# Project 1

This repository contains two files [`eog_wells_in_nd.csv`](datasets/eog_wells_in_nd.csv) and [`nd_production.csv`](datasets/nd_production.csv) in the `datasets` directory. The file [`eog_wells_in_nd.csv`](datasets/eog_wells_in_nd.csv) contains the latitude and longitude for all permitted wells owned by EOG in North Dakota.  The file [`nd_production.csv`](datasets/nd_production.csv) contains the monthly production history for *all* wells in North Dakota identified by their API numbers.  I encourage you to inspect the formatting of these two files.  For this project, you will have two tasks:

## Task 1

You should read the file [`eog_wells_in_nd.csv`](datasets/eog_wells_in_nd.csv) into the class attribute `well_df` (**Do not change the name**).  However, you should not hard-code the "eog" part of the file name, instead use the class instantiation argument `ticker` to create the file name. This is so we can use this class to read in many files of this type.  So if `ticker =  'xom'` then the class will read in a file `datasets/xom_wells_in_nd.csv`, if `ticker =  'nbl'` then the class will read in a file `datasets/nbl_wells_in_nd.csv`, etc.

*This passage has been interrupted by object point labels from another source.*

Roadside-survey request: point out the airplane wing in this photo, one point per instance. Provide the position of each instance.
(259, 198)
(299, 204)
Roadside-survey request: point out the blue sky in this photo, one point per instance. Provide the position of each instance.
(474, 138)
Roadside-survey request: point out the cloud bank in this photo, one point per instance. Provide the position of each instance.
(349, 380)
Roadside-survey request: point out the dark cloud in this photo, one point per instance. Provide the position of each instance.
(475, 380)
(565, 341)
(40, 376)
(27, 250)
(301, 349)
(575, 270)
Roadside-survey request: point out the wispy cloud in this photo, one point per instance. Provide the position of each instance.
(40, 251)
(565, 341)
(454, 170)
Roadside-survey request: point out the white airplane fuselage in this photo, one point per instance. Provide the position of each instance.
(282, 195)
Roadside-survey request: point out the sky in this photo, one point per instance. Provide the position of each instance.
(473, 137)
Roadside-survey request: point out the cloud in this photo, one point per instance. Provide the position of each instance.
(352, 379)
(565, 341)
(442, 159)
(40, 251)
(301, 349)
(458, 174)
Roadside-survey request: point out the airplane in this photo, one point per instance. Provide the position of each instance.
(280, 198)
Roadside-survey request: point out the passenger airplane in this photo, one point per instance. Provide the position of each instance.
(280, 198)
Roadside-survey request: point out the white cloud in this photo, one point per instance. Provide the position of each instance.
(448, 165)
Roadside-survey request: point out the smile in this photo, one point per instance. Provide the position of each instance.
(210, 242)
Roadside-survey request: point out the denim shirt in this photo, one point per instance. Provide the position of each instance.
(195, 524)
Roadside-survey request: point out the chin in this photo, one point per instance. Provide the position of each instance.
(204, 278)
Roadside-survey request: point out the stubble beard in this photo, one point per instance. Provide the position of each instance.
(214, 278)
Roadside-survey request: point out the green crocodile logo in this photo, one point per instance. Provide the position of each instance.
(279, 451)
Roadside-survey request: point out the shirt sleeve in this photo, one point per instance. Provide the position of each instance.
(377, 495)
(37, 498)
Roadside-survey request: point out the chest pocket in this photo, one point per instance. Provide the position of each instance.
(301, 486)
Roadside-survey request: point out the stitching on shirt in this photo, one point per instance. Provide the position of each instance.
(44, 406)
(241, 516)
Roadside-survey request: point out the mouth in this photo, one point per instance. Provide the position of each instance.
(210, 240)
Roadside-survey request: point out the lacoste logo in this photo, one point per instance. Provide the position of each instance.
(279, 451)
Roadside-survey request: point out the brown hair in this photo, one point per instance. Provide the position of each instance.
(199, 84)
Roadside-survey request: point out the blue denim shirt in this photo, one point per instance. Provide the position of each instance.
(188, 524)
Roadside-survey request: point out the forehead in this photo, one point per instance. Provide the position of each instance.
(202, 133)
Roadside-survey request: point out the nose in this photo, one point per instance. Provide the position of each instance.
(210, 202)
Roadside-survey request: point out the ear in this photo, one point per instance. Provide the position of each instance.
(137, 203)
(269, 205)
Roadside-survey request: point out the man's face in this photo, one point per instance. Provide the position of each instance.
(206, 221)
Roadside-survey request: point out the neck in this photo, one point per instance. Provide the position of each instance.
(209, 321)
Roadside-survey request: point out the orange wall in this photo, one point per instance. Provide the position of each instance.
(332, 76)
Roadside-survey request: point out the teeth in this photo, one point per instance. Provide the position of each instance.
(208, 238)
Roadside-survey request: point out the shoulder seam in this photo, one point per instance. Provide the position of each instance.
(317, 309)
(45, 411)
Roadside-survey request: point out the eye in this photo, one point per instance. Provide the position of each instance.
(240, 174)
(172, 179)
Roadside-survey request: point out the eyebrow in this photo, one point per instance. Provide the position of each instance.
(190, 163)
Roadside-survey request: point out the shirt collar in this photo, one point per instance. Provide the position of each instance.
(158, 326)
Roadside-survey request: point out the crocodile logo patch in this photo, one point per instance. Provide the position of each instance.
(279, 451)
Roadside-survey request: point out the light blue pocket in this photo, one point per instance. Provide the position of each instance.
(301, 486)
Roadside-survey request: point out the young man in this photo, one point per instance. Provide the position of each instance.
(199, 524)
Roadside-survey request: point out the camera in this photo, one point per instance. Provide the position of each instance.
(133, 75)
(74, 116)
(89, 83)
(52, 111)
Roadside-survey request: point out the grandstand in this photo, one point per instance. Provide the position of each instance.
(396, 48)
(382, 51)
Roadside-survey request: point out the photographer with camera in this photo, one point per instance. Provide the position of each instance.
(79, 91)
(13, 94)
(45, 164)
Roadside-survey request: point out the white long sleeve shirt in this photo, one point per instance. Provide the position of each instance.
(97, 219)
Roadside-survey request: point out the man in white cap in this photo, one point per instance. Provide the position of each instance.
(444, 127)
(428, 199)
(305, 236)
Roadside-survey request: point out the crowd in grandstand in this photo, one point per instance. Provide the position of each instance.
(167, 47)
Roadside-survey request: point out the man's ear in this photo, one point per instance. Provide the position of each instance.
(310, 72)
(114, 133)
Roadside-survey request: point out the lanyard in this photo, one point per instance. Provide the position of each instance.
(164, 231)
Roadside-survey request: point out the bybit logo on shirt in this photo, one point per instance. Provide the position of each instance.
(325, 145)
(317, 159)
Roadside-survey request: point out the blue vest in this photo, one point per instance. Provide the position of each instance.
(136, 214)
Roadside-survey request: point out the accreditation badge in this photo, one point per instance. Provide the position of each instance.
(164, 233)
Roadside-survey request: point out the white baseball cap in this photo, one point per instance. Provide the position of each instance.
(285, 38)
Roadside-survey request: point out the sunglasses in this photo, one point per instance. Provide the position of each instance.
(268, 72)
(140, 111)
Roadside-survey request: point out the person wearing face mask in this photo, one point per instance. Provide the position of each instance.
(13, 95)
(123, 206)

Next, we want to add two new columns to the `well_df`.  These columns should be labeled **exactly** `'cumulative_oil'` and `'cumulative_gas'` and they should contain the total production (summed of over all months) for the corresponding API number in [`nd_production.csv`](datasets/nd_production.csv).  There are wells in [`eog_wells_in_nd.csv`](datasets/eog_wells_in_nd.csv) that do not have any production history, either because they have been permitted and not drilled, they were dry holes, the data is missing, etc.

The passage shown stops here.